In July, Paul Fireman, the former chairman of Reebok International,proposed a $4.6 billion casino project with a 95-story skyscraper at the southern end of Jersey City, next to his 160-acre Liberty National Golf Course, a relatively remote location with spectacular views of Lower Manhattan.
Jersey City’s mayor, Steven M. Fulop, a supporter of the project, claimed that “it would be the highest-grossing casino in the United States.”
But proponents will have to overcome the misgivings of officials from South Jersey, where thousands of Atlantic City casino workers make their homes.
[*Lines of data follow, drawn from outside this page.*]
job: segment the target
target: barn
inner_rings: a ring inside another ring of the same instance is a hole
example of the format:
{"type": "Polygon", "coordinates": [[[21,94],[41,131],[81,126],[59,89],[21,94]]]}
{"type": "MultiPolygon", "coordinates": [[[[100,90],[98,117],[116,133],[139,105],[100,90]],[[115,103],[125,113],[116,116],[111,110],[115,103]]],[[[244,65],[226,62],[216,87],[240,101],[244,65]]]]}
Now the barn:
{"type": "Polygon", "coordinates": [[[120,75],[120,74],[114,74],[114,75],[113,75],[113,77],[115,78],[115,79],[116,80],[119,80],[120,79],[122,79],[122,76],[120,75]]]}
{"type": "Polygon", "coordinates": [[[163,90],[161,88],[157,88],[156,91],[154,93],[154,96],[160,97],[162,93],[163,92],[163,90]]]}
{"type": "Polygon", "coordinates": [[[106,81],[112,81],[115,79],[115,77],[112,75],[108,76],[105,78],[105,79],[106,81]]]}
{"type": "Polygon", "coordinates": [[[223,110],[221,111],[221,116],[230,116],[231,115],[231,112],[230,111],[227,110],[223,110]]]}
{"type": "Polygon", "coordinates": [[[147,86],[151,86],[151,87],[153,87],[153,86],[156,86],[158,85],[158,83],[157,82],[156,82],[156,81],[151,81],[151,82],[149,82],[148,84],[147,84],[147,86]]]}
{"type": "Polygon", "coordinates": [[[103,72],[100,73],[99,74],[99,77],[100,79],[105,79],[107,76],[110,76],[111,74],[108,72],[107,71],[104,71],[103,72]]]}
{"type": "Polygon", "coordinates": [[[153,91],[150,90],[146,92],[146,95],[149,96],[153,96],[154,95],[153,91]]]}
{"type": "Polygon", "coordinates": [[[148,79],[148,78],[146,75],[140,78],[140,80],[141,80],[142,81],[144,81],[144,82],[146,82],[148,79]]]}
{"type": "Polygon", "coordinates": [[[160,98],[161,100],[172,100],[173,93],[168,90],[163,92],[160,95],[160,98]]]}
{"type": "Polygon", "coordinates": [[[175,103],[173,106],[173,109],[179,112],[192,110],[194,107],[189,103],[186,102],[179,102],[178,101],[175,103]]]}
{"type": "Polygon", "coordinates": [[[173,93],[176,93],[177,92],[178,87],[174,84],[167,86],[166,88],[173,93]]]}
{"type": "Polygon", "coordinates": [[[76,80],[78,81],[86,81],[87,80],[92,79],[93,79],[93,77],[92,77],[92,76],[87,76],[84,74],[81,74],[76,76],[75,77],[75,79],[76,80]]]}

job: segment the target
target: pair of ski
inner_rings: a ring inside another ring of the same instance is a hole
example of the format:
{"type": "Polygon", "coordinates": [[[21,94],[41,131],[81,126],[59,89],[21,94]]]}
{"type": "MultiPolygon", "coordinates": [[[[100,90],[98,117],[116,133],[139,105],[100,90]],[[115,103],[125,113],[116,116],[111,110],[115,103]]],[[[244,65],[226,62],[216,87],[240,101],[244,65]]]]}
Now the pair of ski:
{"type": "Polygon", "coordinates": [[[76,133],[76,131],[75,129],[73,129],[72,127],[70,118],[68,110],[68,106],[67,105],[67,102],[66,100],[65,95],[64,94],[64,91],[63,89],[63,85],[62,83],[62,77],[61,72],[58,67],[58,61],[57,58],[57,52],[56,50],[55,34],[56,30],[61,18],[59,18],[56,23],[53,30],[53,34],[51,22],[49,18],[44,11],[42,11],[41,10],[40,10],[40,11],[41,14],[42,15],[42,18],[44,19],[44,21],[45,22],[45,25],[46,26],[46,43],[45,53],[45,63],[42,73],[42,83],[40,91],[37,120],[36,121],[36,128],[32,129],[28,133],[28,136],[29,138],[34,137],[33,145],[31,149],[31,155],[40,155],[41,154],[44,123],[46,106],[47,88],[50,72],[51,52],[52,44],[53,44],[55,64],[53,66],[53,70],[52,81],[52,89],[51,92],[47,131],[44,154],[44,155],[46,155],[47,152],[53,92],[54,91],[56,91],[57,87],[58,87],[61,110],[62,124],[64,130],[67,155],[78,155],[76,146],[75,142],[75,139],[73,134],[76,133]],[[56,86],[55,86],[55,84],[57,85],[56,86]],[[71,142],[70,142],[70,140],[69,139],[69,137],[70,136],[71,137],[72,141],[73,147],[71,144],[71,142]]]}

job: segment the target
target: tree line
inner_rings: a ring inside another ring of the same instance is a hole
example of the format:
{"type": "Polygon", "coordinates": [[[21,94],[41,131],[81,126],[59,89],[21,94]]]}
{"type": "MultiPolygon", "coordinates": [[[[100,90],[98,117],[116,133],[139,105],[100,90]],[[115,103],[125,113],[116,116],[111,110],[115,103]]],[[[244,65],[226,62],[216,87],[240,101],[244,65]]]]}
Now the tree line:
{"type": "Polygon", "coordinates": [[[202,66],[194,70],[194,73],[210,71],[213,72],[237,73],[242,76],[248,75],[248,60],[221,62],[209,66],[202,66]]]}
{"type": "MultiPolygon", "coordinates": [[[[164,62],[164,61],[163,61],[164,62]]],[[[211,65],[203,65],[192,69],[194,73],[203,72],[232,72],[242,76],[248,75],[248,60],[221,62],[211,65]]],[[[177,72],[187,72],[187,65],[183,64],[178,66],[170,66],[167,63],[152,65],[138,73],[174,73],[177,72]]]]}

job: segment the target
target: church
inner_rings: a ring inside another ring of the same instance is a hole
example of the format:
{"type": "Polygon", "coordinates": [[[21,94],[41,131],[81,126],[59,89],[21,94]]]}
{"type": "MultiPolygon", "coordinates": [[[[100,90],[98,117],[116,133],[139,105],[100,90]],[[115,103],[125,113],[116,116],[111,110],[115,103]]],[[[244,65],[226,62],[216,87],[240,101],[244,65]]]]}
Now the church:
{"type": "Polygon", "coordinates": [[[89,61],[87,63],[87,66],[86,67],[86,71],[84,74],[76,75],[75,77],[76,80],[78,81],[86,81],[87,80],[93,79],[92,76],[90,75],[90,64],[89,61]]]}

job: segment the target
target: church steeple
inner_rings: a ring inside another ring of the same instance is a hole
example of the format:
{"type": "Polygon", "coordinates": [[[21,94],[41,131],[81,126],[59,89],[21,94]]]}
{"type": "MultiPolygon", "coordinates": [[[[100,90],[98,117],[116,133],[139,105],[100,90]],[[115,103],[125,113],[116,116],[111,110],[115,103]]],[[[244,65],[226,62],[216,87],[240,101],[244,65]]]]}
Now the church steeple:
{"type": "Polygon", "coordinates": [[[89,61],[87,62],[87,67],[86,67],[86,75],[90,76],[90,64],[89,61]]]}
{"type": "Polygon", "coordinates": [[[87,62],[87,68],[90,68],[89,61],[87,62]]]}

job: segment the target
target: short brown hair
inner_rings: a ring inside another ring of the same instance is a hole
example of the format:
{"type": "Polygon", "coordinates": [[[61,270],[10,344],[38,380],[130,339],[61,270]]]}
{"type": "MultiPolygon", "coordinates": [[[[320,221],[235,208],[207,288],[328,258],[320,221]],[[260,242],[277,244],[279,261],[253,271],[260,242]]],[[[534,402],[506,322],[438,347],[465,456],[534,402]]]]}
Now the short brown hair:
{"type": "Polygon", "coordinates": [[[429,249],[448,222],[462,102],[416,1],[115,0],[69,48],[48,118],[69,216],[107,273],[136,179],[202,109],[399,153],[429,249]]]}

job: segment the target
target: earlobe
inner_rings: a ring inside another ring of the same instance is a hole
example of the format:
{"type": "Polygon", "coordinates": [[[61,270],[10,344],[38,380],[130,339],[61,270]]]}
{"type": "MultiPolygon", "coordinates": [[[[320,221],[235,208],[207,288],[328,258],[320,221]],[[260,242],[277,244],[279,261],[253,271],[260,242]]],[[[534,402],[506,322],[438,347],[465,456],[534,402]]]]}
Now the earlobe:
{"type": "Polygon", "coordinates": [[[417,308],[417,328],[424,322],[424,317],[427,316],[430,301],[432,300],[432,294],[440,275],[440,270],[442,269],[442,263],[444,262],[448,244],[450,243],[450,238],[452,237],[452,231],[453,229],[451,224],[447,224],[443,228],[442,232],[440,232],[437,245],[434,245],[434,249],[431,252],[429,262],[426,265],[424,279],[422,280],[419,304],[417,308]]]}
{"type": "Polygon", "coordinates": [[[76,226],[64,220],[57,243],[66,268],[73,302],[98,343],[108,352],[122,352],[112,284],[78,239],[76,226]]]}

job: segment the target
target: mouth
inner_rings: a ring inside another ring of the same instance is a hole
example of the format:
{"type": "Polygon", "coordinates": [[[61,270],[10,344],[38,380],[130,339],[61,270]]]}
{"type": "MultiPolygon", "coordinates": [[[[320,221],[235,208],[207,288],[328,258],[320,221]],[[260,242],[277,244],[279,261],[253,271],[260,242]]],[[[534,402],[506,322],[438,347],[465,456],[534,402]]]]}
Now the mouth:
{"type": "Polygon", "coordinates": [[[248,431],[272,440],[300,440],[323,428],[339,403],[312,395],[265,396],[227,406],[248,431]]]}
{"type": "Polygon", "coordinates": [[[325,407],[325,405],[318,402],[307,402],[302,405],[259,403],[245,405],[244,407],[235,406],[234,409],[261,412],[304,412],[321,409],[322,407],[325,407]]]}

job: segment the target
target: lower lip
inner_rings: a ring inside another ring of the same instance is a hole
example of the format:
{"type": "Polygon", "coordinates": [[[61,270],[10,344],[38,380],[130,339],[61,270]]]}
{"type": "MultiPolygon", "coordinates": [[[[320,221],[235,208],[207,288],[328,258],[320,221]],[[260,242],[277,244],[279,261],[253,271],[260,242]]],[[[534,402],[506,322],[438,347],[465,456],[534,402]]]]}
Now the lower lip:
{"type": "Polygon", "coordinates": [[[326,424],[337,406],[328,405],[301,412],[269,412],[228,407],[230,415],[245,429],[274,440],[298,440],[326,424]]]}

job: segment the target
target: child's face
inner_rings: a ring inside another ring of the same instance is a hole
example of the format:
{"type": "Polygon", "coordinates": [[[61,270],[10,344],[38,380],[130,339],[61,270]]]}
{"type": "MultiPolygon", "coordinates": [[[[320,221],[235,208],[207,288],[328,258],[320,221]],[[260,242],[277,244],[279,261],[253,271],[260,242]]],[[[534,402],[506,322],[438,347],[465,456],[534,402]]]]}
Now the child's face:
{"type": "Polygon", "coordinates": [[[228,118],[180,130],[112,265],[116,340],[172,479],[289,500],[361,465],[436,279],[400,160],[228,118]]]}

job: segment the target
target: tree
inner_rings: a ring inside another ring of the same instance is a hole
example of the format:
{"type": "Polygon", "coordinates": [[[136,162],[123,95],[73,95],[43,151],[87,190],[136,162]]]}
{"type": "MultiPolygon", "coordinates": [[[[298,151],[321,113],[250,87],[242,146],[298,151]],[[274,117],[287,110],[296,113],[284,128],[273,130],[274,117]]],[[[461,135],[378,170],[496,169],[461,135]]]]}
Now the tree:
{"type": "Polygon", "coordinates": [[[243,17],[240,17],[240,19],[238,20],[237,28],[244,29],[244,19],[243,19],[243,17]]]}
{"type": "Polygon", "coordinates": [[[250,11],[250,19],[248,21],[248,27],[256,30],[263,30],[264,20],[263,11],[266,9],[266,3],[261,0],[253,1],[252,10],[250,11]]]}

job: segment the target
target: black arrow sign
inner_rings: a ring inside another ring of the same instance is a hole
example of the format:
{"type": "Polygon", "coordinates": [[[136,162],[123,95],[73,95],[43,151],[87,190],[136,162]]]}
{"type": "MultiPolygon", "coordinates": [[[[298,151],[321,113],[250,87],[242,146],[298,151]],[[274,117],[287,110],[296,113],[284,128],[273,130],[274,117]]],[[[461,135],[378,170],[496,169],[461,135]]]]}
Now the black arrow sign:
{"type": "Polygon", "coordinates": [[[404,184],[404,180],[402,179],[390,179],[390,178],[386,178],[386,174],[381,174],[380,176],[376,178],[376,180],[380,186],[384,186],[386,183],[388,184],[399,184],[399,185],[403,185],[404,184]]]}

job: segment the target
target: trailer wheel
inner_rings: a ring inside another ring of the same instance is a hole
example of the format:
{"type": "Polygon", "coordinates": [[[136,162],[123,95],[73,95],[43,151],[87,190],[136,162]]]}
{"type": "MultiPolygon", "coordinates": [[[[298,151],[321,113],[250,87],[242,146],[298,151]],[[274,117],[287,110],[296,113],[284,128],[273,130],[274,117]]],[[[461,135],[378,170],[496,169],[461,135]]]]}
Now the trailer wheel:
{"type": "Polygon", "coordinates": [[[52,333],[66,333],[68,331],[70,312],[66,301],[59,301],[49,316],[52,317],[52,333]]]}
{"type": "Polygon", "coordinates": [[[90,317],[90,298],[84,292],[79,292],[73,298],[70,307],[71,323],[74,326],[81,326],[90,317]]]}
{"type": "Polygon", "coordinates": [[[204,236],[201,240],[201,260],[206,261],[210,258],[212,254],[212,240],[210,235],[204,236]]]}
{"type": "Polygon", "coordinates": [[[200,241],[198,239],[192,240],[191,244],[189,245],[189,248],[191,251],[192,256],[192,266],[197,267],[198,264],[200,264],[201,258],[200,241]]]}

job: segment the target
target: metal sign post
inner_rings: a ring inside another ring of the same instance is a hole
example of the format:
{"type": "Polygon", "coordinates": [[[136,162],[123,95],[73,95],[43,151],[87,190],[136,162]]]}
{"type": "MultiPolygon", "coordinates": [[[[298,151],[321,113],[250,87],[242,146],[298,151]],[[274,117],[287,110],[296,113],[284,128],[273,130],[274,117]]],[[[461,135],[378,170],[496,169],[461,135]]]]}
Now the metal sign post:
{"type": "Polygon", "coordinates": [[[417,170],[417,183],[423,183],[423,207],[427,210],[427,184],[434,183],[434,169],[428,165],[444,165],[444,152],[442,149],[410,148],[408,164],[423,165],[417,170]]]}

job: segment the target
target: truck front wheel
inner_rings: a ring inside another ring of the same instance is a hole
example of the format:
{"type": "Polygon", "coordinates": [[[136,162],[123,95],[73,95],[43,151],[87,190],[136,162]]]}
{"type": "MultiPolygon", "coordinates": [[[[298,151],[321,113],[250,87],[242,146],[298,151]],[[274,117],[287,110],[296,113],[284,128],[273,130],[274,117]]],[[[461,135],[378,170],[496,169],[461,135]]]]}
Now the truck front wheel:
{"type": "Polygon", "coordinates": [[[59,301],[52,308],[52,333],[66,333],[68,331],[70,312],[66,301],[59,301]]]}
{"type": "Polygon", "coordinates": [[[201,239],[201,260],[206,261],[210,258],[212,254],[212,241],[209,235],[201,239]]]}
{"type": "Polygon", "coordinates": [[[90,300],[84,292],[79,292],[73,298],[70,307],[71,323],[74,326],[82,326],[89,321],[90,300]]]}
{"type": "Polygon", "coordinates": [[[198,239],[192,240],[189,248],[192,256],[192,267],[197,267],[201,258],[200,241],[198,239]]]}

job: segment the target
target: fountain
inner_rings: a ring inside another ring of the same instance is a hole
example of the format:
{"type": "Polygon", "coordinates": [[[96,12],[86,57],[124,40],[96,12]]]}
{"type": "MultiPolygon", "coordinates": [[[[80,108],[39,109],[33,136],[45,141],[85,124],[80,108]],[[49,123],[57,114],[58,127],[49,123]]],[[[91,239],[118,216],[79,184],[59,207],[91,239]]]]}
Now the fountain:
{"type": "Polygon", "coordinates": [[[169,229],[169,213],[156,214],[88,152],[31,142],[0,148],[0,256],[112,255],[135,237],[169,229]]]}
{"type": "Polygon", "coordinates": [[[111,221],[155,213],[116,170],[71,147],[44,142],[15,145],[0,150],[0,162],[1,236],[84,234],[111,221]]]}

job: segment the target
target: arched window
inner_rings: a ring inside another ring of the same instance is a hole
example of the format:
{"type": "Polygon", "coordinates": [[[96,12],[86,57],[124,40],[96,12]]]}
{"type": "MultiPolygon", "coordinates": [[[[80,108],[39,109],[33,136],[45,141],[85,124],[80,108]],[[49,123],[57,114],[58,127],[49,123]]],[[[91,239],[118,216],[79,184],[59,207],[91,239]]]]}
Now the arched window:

In a separate proposal, Jeff Gural, a New York real estate investor, wants to install slot machines at the Meadowlands Sports Complex, where he runs the racetrack and recently built an $88 million grandstand.
Mr. Gural is not looking to build a destination resort that would compete with Atlantic City. Under his proposal, he would operate slot machines at a 55 percent tax rate, with nearly half of the revenue dedicated to rebuilding Atlantic City as a resort.
“We have to come up with a plan that helps Atlantic City, and doesn’t put it out of business,” Mr. Gural said. “That’s in no one’s best interest.”
But the Meadowlands Chamber has much more ambitious plans.
Its proposal is to build a hotel and a convention hall, a large casino and a youth sports center in a building next to the vacant Izod arena. There would be a second, 1,000-room hotel next to the Meadowlands racetrack.
The proposal calls for up to 20,000 additional parking spaces in garages scattered across the 750-acre sports complex. In addition, a 1.5-mile monorail or “people mover” would transport visitors around the complex.
“We don’t only want a casino,” Mr. Kirkos said. “I want a convention center, a couple of quality hotels. I want it all.”
Raymond J. Lesniak, a state senator from North Jersey, is not so sure. He said he, too, welcomed a discussion about expanding casinos beyond Atlantic City. Any proposal, he said, had to help Atlantic City transform itself. Mr. Lesniak dismissed the proposal for a Las Vegas-style casino in the Meadowlands, in favor of one overlooking the New York skyline.
“The proposal for a megacasino at the Jersey City site” and a slot parlor in the Meadowlands, Mr. Lesniak said, “could produce in excess of a billion dollars over 10 years to be reinvested in Atlantic City.”